Tami and I have talked about collaborating on a dance: She wants me to write because she likes my work and that being a transgender woman has given me a particular kind of insight to what we plan to base our work on. That's as much as I'm going to say about it for now.

Tami didn't know me as Nick. In fact, she says she didn't even know that I ever lived as male until I mentioned that part of my life. "I simply cannot imagine you that way!," she claimed.

Other people have said that, too. One of them is a student who's in the class I'm teaching now. She was also in the composition class I taught last spring. That is where I first met her. I would guess that she's in her mid to late 30's and I know that she comes from one of the Caribbean islands, has kids, works as a paraprofessional in an elementary school and is active in her church. She is one of the best students I've had so far; she says I am the best prof. Someone who's such a good student doesn't need to say things like that! ;-)

This was her reaction when she learned that I am transgendered: "God made you, too. You are equal to everyone else he created, so I cannot and will not judge you."

Turns out that some of the students in the class I'm teaching this month are there because she told them about me. And she wants to take another class with me. Of course I'd be happy to work with her again.

The other night, she stayed for a couple of minutes after class to talk about the assignment I'd returned. Then we started to talk about other things, when her cell phone signalled. "That's my husband. He's picking me up."

"Good man!"

"I've told him all about you."

"He's not worried?"

"He worries about everything."

"Did you tell him you're talking to a female prof?"

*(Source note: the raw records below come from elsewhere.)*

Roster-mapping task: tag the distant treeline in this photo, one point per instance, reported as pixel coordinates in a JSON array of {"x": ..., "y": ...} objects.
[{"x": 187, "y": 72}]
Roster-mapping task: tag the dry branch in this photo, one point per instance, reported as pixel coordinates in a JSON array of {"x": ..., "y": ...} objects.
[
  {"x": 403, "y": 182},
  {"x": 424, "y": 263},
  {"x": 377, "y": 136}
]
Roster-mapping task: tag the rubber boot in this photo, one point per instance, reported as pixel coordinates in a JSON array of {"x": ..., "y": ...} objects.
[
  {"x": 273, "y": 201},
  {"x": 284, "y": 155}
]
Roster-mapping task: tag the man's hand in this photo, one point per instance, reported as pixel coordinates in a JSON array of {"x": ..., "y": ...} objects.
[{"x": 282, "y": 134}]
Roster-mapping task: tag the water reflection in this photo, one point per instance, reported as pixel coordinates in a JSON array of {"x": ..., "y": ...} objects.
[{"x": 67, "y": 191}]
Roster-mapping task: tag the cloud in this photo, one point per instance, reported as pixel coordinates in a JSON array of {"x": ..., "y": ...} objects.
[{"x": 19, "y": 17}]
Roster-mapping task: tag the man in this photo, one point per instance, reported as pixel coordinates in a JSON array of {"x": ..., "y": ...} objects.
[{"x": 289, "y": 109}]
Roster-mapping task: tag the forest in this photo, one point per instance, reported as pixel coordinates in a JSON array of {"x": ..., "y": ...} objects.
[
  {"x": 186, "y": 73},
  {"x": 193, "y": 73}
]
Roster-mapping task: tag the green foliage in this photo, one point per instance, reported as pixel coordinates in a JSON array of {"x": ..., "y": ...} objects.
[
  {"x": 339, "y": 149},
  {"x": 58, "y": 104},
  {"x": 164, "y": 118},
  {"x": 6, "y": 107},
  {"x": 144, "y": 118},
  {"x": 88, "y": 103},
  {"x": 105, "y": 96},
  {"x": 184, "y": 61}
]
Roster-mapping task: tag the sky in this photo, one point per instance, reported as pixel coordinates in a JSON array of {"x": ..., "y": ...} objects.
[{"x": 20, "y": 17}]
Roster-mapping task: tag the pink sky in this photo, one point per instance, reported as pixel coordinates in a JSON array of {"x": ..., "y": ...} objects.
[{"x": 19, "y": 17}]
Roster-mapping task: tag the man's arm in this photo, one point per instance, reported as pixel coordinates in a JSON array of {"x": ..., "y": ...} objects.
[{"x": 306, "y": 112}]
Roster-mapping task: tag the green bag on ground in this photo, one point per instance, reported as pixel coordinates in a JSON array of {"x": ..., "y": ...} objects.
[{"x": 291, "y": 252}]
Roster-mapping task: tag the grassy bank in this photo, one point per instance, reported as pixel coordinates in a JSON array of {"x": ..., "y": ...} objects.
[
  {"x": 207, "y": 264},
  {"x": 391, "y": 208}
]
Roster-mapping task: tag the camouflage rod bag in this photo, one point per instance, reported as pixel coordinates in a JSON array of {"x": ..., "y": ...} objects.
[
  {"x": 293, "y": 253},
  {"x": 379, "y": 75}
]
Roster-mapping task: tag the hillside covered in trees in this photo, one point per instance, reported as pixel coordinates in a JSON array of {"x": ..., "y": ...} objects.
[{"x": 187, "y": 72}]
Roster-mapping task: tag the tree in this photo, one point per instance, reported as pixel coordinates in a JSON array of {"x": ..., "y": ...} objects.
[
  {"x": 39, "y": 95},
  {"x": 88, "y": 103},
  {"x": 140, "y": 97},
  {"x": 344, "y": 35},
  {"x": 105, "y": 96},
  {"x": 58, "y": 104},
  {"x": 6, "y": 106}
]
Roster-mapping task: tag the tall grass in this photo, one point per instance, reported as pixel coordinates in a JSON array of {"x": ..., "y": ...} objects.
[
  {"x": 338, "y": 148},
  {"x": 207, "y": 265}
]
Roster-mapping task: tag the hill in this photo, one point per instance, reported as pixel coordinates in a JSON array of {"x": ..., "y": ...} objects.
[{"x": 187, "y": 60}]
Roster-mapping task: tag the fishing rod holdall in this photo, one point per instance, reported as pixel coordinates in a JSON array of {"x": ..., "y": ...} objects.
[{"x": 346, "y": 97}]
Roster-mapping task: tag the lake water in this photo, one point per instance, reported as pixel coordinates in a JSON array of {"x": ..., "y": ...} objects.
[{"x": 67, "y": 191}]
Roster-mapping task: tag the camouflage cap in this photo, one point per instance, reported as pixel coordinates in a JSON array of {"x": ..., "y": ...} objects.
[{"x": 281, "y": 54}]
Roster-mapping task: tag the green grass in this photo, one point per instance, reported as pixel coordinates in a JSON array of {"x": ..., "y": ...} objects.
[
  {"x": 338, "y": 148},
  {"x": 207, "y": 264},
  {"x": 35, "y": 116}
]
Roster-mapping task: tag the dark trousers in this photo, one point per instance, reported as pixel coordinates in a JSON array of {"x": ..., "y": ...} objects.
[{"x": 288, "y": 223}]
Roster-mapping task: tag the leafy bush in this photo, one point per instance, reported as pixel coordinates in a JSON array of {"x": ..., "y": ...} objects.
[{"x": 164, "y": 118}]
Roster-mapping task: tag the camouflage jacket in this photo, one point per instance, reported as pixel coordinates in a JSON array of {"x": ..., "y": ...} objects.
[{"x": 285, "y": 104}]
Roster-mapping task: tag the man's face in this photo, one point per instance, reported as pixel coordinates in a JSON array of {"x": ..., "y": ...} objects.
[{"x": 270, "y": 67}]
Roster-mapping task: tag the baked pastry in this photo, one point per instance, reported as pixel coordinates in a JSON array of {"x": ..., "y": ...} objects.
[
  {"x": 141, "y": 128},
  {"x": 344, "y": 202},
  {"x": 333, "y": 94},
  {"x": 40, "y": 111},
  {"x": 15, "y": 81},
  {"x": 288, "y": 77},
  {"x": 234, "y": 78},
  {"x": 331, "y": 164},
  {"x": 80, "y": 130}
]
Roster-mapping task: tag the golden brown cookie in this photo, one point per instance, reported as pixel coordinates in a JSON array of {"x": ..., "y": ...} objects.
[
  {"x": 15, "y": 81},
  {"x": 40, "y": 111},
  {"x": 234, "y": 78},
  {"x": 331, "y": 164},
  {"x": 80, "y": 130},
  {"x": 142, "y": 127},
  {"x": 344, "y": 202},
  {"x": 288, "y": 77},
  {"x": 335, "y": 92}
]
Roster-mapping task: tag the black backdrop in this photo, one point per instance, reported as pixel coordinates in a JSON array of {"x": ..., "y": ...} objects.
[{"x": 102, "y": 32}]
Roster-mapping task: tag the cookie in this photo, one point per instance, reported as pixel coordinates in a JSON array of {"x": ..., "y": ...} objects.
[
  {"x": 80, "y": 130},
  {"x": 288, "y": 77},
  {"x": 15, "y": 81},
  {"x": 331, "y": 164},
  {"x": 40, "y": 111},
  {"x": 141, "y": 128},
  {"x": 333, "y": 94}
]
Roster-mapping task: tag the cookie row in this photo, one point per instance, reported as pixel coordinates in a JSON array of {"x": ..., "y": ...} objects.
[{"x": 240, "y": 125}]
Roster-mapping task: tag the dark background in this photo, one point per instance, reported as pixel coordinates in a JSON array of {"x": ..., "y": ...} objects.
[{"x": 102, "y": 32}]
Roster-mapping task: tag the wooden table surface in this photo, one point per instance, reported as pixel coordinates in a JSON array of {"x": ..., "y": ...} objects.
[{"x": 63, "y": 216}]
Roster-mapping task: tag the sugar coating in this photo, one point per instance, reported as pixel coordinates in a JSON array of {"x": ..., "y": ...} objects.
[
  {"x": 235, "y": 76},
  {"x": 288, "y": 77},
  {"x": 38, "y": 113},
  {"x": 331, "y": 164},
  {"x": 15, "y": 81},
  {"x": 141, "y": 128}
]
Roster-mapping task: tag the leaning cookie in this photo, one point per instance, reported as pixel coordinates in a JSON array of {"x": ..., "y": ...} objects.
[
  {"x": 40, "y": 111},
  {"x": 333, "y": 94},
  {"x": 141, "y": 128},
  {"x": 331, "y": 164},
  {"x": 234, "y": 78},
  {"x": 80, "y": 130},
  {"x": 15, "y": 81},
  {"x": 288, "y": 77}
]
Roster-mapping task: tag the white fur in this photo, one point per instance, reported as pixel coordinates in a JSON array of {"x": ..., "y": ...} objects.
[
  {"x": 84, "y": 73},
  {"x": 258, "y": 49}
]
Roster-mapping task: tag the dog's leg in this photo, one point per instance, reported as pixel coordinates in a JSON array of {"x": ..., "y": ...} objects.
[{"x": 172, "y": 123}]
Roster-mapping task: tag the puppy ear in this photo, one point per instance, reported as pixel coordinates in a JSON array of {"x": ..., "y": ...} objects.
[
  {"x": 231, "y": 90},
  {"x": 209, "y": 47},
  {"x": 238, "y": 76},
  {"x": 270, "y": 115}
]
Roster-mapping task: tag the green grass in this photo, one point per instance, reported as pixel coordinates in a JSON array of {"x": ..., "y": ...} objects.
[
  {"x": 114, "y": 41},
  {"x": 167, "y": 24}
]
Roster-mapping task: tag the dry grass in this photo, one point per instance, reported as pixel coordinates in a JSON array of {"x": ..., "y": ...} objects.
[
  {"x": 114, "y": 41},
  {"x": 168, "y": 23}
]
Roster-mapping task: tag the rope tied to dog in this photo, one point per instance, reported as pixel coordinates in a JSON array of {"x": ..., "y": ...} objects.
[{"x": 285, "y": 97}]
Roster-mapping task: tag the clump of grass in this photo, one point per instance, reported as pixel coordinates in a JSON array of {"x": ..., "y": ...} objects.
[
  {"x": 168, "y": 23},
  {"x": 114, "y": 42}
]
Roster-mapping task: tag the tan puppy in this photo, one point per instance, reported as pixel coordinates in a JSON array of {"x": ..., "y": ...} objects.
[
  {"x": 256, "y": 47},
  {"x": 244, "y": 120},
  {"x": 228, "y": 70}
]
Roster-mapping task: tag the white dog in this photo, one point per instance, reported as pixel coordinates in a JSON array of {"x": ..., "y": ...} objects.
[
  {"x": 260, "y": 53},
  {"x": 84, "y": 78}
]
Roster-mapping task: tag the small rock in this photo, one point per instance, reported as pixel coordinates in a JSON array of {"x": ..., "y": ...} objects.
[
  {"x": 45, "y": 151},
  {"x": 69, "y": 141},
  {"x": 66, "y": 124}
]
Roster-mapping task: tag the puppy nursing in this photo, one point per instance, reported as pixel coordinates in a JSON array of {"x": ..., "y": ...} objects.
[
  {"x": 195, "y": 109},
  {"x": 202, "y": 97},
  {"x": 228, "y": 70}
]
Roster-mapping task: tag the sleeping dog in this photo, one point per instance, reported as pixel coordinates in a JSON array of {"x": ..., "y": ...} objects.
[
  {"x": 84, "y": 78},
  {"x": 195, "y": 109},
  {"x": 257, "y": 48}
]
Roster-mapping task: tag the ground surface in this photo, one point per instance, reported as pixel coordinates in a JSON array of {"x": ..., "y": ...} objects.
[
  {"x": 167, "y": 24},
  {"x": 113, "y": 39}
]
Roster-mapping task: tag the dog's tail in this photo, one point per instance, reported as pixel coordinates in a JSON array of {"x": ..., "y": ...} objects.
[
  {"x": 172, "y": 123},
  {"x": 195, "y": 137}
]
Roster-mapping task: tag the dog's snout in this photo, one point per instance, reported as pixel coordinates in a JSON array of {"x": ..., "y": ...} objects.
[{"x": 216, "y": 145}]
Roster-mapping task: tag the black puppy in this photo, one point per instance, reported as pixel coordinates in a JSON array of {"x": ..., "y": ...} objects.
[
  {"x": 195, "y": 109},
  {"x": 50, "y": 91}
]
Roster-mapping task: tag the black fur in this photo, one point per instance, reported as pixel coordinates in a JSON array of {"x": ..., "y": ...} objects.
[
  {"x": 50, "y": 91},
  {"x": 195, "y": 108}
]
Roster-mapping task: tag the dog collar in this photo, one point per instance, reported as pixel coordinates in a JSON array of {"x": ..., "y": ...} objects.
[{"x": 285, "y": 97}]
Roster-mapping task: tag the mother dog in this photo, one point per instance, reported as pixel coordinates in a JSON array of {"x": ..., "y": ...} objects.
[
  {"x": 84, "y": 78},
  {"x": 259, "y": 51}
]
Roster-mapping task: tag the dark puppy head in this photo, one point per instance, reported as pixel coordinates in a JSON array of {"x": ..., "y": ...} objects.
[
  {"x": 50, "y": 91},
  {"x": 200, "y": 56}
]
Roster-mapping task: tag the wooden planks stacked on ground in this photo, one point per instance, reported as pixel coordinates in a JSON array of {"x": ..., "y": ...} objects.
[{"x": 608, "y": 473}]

"Then he'll accuse me of being a lesbian," she intoned with a conspiratorial wink.

"Who to better understand what a woman wants?" We giggled as she walked out the door.

I was not expecting that exchange, especially not from her. Even more unexpected, for me, was the ease of her banter. Looks like I have to give up another stereotype: this one about religious people.


Now, the kinds of people I've been meeting in my last days, so to speak, have me wondering what kinds of relationships I'll have with the people I meet for the first time after my surgery.